Any form of sexual violence, whether a one-time assault or a protracted (lasting for a long time) abuse, can be physically and emotionally damaging for a survivor. Sexual assault includes all forms of non-consensual contact with a sexual intent and could range from eve teasing to molestation to rape.[20]

Below are brief descriptions of various sexual crimes committed against women which are punishable offences under Indian law.

  1. Rape[21]
    Rape is an act where a man:

    • Forcefully penetrates into the vagina, mouth, urethra, or anus of a woman or forces her to do this with another person;
    • Inserts any body part (not being penis), object into the vagina, urethra, or anus of a woman or forces her to do this with another person;
    • Manipulates any part of the body of a woman so as to cause penetration of vagina, urethra, mouth or anus or any body part of such woman or makes her do with him or any other person;
    • Applies his mouth to the vagina, anus, and urethra of a woman or makes her do so with him or any other person.

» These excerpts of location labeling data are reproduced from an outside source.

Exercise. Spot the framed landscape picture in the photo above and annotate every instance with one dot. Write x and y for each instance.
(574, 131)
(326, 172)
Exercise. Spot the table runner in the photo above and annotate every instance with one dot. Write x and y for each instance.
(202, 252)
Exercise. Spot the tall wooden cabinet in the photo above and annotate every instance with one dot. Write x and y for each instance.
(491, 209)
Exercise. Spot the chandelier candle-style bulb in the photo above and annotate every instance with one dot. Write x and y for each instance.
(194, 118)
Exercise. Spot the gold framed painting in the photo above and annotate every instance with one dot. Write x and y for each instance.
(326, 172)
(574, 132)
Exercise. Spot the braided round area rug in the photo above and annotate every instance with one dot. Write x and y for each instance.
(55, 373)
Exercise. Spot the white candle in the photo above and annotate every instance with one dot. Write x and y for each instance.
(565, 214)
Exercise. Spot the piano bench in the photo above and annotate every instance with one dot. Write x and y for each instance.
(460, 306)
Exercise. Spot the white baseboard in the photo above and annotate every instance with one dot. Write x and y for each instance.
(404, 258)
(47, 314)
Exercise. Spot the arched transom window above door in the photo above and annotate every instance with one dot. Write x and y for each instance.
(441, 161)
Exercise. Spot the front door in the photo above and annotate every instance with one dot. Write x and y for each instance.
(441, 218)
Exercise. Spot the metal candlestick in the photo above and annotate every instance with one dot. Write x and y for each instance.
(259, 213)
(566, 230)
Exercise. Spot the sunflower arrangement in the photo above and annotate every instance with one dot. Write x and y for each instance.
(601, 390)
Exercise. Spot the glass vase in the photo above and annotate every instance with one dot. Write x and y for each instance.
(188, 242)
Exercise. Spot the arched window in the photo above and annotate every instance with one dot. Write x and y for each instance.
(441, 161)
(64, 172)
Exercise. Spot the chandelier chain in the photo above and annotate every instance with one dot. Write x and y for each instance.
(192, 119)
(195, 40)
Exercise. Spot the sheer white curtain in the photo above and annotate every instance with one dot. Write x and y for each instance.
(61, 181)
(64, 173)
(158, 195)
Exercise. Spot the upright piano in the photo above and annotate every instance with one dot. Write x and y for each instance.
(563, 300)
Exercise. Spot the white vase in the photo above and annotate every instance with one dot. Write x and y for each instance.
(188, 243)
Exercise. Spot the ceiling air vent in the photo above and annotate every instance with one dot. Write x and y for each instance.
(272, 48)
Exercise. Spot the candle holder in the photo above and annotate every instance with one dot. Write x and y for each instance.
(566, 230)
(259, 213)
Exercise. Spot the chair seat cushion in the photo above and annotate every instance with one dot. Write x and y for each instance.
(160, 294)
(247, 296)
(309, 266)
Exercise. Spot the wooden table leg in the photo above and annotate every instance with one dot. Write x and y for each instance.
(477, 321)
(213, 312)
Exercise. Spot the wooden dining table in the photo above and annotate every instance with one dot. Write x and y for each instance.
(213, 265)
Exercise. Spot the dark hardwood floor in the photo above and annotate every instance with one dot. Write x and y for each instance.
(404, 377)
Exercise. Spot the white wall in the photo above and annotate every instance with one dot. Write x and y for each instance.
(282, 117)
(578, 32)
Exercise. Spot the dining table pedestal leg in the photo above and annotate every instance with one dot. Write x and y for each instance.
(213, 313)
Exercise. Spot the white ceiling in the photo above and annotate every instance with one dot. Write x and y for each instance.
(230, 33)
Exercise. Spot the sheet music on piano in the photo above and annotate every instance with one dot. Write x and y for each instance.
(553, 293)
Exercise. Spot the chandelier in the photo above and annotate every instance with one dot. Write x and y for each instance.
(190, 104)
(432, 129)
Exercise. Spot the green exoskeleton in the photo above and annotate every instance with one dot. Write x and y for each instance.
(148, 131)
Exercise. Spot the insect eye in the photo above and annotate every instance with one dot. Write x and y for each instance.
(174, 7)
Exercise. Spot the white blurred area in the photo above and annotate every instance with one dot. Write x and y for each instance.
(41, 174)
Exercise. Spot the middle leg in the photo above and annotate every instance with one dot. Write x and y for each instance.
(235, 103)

    The above mentioned acts will amount to rape if the woman:

    • did not give her consent;
    • was pressured to agree to perform such acts;
    • Consented because the perpetrator put her or her loved ones in fear of death or hurt;
    • agreed because she thought the perpetrator is her husband;
    • agreed but is drugged, drunk, is not of sound mind or is mentally ill;
    • is under 18 years of age;
    • is a child bride;
    • is not in a position to communicate her consent (for instance she may be unconscious).

    If a man forces a woman to have intercourse under the false pretext of a promise to marry her, but has no intention to keep this promise, then it will amount to rape[22], “Marital rape” or forceful sex without consent of wife by her husband is not recognised as a crime in India. In such a scenario, where a husband forces himself on his wife, the woman can file a case for domestic violence. Irrespective of consent, a husband having sex with his wife who is under the age of 18, is considered as rape in the eyes of the law.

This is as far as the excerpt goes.